Federal Reserve officials said Wednesday’s action was the first time ever that the Fed coordinated a reduction in interest rates with other central banks, though the United States has periodically joined with other countries to intervene in currency markets to stabilize foreign exchange rates.

The closest thing to a precedent came in November 2001, when the Fed and the European Central Bank announced a rate reduction on the same day. But those actions were nominally independent, and they did not involve any additional foreign central banks.

The cut came despite what had been a divergence of views between the United States and Europe ever since the financial crisis erupted in August 2007. The European Central Bank had been much more reluctant to lower interest rates, because policy makers there tended to see the mortgage meltdown primarily as an American problem with secondary ripple effects in Europe.

But any lingering comfort outside the United States evaporated in the last week, as money markets froze up around the world and major corporations and banks across Europe began suffocating from their ability to do even routine financial transactions.

Making matters worse, none of the epic emergency measures taken in the United States — the passage of a $700 billion bailout plan to buy up distressed securities; a doubling and re-doubling of emergency loan facilities at the Fed to $900 billion on Monday; and the Fed’s unprecedented decision on Tuesday to start buying up short-term commercial debt for businesses of all types — had prevented the stock markets from plunging at vertigo-inducing amounts day after day.

Some analysts responded positively to the news.

“At last, a coordinated show of force,” Ian Shepherdson, chief United States economist at High Frequency Economics, wrote in a note. “The move is to be applauded but there is more to come. The playbook to avoid depressions says rates need to be as close to zero as possible.”
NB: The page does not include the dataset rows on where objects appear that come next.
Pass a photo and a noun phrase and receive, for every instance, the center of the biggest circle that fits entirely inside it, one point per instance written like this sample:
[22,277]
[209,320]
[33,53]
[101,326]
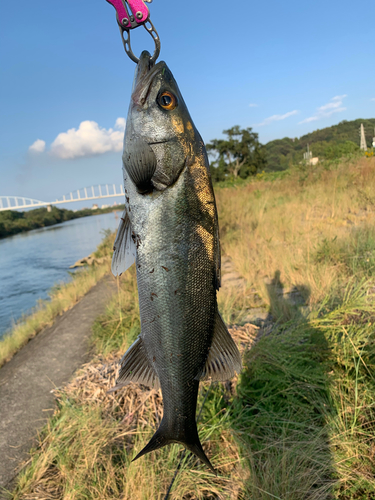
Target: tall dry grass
[300,424]
[274,229]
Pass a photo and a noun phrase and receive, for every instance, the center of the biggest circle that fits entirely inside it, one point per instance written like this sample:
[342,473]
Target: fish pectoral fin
[224,359]
[124,250]
[135,367]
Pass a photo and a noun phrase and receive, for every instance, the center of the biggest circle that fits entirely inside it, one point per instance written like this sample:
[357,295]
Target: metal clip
[130,14]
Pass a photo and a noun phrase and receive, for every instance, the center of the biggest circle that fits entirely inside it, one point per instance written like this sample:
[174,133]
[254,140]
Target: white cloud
[120,124]
[276,118]
[38,146]
[334,106]
[88,140]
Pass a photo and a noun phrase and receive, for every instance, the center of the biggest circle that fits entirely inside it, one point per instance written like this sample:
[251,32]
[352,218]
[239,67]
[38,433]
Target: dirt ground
[48,361]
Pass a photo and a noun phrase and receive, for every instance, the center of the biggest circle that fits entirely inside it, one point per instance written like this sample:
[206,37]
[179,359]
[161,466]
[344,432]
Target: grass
[62,298]
[299,423]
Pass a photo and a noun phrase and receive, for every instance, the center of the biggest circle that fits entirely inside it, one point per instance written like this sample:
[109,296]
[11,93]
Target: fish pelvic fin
[135,367]
[162,438]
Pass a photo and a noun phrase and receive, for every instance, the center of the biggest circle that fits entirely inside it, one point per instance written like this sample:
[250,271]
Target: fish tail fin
[161,438]
[158,440]
[197,449]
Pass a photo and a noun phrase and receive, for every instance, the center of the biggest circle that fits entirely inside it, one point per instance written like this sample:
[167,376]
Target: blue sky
[283,68]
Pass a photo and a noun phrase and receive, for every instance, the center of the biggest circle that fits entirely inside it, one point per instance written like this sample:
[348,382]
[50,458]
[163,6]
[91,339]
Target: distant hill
[327,143]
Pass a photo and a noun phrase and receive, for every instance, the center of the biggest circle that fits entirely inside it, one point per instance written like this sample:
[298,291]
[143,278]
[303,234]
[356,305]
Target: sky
[282,68]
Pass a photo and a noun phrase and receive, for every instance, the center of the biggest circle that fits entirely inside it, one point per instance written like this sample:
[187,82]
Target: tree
[239,155]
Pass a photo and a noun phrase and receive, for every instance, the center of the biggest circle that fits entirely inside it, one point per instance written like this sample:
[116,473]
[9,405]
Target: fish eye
[167,100]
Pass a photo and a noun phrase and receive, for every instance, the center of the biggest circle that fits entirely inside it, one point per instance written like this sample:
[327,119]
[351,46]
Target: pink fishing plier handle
[131,14]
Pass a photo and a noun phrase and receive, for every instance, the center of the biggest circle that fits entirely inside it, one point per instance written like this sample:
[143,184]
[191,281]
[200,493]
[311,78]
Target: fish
[169,228]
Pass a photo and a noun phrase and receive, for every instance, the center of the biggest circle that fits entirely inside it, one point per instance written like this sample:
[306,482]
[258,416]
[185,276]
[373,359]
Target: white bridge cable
[109,191]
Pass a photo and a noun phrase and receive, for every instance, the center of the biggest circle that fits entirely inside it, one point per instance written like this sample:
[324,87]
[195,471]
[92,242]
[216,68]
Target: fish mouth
[158,142]
[144,76]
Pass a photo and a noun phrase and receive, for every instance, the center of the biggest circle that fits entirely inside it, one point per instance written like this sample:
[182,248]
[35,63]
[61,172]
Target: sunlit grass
[62,298]
[300,424]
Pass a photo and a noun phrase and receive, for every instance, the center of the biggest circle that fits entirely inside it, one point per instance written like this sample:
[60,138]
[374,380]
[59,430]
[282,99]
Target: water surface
[32,262]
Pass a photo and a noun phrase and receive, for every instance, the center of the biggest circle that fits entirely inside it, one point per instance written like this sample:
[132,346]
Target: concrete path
[46,362]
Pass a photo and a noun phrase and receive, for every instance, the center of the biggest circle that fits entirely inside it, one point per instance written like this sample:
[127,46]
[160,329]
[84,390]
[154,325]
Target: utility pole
[308,155]
[363,139]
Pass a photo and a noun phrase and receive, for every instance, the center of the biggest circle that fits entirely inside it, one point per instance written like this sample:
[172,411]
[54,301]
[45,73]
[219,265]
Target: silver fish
[170,229]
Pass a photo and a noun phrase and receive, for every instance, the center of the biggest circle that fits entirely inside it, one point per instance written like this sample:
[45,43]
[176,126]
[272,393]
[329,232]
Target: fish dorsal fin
[224,359]
[124,250]
[135,367]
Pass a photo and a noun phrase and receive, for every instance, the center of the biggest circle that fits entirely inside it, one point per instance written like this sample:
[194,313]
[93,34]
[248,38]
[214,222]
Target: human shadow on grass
[282,402]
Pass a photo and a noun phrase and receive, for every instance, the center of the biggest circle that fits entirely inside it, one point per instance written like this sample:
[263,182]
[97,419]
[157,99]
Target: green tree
[239,155]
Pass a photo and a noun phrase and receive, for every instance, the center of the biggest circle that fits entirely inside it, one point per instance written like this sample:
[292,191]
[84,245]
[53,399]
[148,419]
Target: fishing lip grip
[131,14]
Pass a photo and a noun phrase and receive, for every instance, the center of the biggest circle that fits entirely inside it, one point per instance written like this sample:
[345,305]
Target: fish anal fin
[135,367]
[124,249]
[224,359]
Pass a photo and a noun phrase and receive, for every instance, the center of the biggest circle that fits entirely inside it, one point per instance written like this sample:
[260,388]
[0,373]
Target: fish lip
[158,142]
[145,78]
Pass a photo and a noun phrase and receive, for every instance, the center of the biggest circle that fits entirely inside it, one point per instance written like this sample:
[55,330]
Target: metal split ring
[125,37]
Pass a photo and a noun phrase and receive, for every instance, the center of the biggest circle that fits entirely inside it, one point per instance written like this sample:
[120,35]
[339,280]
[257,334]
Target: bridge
[84,194]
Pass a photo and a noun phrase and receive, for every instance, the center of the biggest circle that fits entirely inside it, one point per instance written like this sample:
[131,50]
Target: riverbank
[299,421]
[62,298]
[14,222]
[46,362]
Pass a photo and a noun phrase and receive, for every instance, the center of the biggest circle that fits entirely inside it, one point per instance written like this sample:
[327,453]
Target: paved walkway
[46,362]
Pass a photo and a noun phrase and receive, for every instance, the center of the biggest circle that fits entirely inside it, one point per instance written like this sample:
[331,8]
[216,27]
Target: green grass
[62,297]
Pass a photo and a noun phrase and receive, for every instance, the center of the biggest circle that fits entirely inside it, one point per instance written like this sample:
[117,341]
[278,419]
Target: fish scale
[170,229]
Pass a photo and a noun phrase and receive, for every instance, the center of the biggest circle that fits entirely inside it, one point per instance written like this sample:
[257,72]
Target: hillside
[327,143]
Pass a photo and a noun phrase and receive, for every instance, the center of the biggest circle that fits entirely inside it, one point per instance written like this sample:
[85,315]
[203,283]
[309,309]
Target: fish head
[160,137]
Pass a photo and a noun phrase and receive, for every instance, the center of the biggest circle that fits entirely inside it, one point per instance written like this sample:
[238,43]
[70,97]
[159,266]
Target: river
[32,262]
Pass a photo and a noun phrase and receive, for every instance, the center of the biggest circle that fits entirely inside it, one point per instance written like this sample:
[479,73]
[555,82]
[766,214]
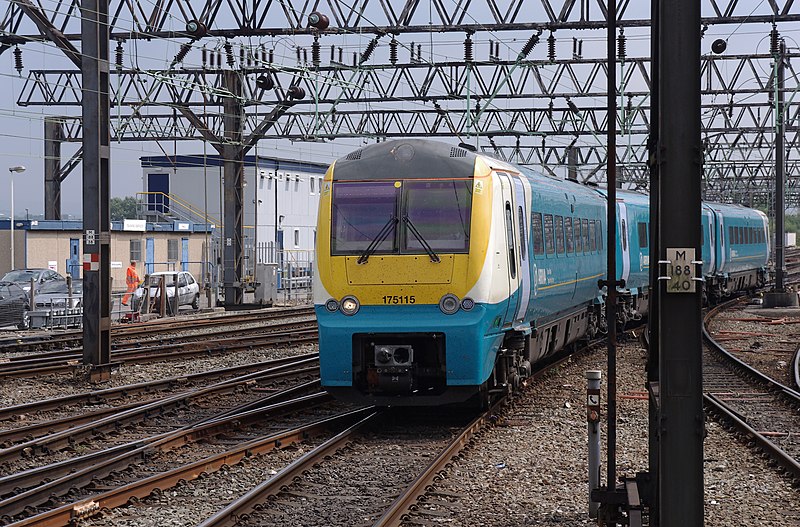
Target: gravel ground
[529,470]
[532,469]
Other economists were cautious about whether the various measures would be successful, after previous plans like the United States’ economic bailout have not halted steep declines in share prices.

“There’s no silver bullet for these problems,” said Derek Halpenny, a currency strategist at Bank of Tokyo-Mitsubishi UFJ in London. “But the actions by the Fed on Tuesday, the U.K. government’s bailout plan today and the bit-by-bit approach European governments are taking show the authorities are getting more proactive.”

Tumult in financial markets is starting to spill into Asian political systems. Japan’s prime minister, Taro Aso, promised a committee of parliament on Wednesday that he would postpone national elections, which had been expected early next month, in order to focus on the unfolding financial crisis.

“Honestly, this for us is beyond our imagination,” Mr. Aso told the budget committee. “We have huge fears going ahead.”

Most Asian markets closed before the central banks acted, and share prices across the region suffered a drubbing.